Marcus Brody (Denholm Elliott)
Character Analysis
Marcus Brody is a loyal friend…and a total liability. This museum curator and the Joneses go way back: both Henry and Indiana trust Brody implicitly. That's why they involve him in their schemes, even if he isn't the most street smart or savvy adventurer—or an adventurer at all, really.
Brody's a scholar, more comfortable in a museum than on the run from thugs. Check out this scene, for example, when Indiana tries in vain to convince Donovan and Elsa that they'll never find Brody or the crucial diary pages he's carrying:
ELSA: It's perfectly obvious where the pages are. He's given them to Marcus Brody.
HENRY: Marcus? You didn't drag poor Marcus along, did you? He's not up to the challenge.
DONOVAN: He sticks out like a sore thumb. We'll find him.
INDIANA: The hell you will. He's got a two-day head start on you, which is more than he needs. Brody's got friends in every town and village from here to the Sudan. He speaks a dozen languages, knows every local custom. He'll blend in, disappear; you'll never see him again. With any luck, he's got the grail already.
Cut to the middle of a chaotic Middle Eastern bazaar and Marcus Brody sticking out like a sore thumb.
BRODY: Uh, does anyone here speak English—or even ancient Greek?
Ancient Greek? Oh, man.
Brody's an extremely intelligent man, with a surplus of talents and skills, but they're not the most practical talents and skills, as demonstrated when he wants to know if anyone speaks a dead language. When Indiana tells Donovan that Brody will "blend in, disappear," he knows full well that Brody's probably doing the exact opposite.
Brody's lack of resourcefulness, varnish, and machismo is played for laughs throughout the film. While Henry and Brody are both academics, comfier with books and bones than guns and knives, Brody's fussier and funnier, as evidenced by the following exchange:
STREET VENDOR: Water?
BRODY: Oh, water? No thank you, sir. No. Fish make love in it.

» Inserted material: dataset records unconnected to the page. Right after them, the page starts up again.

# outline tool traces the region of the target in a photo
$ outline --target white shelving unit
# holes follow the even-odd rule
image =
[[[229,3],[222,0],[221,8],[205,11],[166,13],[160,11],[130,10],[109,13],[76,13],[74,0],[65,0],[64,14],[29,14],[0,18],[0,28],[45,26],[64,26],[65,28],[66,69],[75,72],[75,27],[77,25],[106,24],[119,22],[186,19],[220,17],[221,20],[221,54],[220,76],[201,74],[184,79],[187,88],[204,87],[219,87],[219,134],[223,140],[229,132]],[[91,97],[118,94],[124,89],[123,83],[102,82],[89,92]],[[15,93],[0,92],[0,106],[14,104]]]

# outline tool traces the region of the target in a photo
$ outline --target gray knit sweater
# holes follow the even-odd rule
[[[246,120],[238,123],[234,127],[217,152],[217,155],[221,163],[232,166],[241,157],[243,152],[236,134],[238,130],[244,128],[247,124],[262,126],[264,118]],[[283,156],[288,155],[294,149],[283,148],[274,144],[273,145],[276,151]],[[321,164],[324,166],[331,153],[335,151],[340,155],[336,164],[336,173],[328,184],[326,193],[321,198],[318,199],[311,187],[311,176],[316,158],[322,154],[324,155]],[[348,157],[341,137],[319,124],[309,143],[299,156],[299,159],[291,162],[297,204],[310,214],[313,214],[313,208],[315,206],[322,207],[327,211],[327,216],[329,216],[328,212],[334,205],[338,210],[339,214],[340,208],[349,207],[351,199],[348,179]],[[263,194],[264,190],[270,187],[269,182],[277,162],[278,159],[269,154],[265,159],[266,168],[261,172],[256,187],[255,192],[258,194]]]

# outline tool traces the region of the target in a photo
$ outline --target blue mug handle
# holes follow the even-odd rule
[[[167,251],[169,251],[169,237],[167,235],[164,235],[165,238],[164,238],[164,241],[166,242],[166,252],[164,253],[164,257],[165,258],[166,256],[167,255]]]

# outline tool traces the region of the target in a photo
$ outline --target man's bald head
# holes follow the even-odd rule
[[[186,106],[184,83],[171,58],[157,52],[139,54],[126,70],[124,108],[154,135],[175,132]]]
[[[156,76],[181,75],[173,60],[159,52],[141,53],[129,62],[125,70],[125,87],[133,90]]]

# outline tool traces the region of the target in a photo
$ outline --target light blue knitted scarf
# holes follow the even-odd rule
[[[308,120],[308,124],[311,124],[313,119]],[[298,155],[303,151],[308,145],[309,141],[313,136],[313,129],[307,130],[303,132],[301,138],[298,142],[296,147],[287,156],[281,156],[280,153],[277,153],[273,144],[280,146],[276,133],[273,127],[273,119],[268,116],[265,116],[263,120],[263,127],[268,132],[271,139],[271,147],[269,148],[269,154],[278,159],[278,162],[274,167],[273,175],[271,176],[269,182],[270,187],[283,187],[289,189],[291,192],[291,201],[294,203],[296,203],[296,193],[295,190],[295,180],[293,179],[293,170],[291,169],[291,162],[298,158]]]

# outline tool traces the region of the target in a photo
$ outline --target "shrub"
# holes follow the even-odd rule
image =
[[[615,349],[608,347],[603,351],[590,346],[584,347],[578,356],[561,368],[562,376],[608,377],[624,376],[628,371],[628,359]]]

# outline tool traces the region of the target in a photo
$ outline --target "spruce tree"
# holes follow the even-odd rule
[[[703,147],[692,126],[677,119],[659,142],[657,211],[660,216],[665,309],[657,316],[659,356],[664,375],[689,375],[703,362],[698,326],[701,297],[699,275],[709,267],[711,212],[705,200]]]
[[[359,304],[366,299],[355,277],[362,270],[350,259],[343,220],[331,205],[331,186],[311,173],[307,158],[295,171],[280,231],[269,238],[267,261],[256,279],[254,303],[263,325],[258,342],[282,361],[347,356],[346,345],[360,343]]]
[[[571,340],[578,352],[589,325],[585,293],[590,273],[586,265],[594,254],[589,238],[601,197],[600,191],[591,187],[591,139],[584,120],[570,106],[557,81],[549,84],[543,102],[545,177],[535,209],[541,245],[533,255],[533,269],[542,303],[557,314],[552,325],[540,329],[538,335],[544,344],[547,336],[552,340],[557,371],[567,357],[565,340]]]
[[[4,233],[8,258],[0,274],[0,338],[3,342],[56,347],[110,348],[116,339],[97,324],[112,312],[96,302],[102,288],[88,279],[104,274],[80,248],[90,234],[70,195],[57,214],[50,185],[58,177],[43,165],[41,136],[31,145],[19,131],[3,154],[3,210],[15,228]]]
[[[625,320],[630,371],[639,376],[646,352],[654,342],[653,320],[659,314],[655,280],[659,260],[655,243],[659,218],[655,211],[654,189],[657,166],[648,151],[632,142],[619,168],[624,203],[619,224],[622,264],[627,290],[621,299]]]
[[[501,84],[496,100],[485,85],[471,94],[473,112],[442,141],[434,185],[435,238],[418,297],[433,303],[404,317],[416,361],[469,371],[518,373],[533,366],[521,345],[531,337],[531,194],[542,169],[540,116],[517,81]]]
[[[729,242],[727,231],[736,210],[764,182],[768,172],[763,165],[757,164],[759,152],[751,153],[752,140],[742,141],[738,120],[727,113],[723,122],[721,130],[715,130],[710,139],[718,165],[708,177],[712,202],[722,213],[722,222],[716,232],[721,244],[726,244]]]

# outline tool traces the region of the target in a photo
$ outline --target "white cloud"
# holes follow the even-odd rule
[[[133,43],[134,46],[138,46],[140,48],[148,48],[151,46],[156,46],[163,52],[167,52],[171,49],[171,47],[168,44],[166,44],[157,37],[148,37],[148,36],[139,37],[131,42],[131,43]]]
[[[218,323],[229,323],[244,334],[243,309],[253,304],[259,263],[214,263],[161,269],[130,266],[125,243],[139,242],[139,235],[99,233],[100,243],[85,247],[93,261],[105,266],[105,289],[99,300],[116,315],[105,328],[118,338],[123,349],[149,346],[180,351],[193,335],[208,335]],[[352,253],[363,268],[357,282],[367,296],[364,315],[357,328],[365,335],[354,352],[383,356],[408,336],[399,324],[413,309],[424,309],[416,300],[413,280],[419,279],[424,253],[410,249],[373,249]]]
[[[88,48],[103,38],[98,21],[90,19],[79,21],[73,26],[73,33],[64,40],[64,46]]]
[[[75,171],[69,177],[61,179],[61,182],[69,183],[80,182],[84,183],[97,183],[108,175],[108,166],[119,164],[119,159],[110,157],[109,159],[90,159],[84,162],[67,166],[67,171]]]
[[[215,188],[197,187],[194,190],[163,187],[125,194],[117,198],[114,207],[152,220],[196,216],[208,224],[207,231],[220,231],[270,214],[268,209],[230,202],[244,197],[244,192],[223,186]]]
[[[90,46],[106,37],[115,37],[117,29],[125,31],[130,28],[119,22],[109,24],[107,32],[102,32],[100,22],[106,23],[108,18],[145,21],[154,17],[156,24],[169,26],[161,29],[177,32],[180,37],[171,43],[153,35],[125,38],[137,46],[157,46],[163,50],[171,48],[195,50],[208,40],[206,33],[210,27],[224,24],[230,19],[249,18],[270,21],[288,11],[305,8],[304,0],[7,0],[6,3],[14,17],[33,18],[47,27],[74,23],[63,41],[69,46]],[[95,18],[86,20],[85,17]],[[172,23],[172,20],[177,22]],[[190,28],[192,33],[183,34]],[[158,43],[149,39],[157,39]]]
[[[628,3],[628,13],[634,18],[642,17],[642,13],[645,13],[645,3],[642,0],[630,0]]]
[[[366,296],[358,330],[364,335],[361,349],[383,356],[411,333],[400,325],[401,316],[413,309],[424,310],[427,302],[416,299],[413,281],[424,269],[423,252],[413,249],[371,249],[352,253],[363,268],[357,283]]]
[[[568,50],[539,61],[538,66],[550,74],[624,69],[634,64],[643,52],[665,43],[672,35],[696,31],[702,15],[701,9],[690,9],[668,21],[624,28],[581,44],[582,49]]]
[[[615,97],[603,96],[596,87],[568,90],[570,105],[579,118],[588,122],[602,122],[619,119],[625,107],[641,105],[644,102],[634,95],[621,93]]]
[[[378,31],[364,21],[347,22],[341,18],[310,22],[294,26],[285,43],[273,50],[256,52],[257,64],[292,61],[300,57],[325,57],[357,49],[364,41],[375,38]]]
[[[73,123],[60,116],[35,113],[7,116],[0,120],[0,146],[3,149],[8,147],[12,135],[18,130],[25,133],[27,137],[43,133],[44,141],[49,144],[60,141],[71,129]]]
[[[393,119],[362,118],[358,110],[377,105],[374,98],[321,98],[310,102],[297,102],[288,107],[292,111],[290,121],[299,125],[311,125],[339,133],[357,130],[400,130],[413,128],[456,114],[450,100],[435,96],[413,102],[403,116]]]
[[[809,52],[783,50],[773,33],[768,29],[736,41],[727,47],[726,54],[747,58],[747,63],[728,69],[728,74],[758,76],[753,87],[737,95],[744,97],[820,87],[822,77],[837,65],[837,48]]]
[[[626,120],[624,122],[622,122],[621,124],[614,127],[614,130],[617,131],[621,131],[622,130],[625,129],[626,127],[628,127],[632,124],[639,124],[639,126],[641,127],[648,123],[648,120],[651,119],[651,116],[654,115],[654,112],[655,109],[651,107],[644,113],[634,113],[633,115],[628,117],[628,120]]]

Brody may be the film's comic relief—and he may change the way you look at your school's water fountain—but he's no fool. He's smart and witty. You don't become a museum curator by watching TV and pounding cheese balls. When he and Henry are taken prisoner aboard a Nazi tank, for example, and Henry blinds one of their captors with the ink from his fountain pen, Brody's delighted by his pal's ingenuity:
BRODY: Henry, the pen.
HENRY: What?
BRODY: Well, don't you see? The pen is mightier than the sword.
Dropping some clever wordplay in the middle of a Nazi tank battle? Classic Brody. He may not ooze with common sense. He may be downright clueless sometimes. But he's forever a dutiful friend and clever confidant. You can see why he's charged with preserving priceless artifacts and why the Joneses would place their trust in him—even if he did once get lost in his own museum.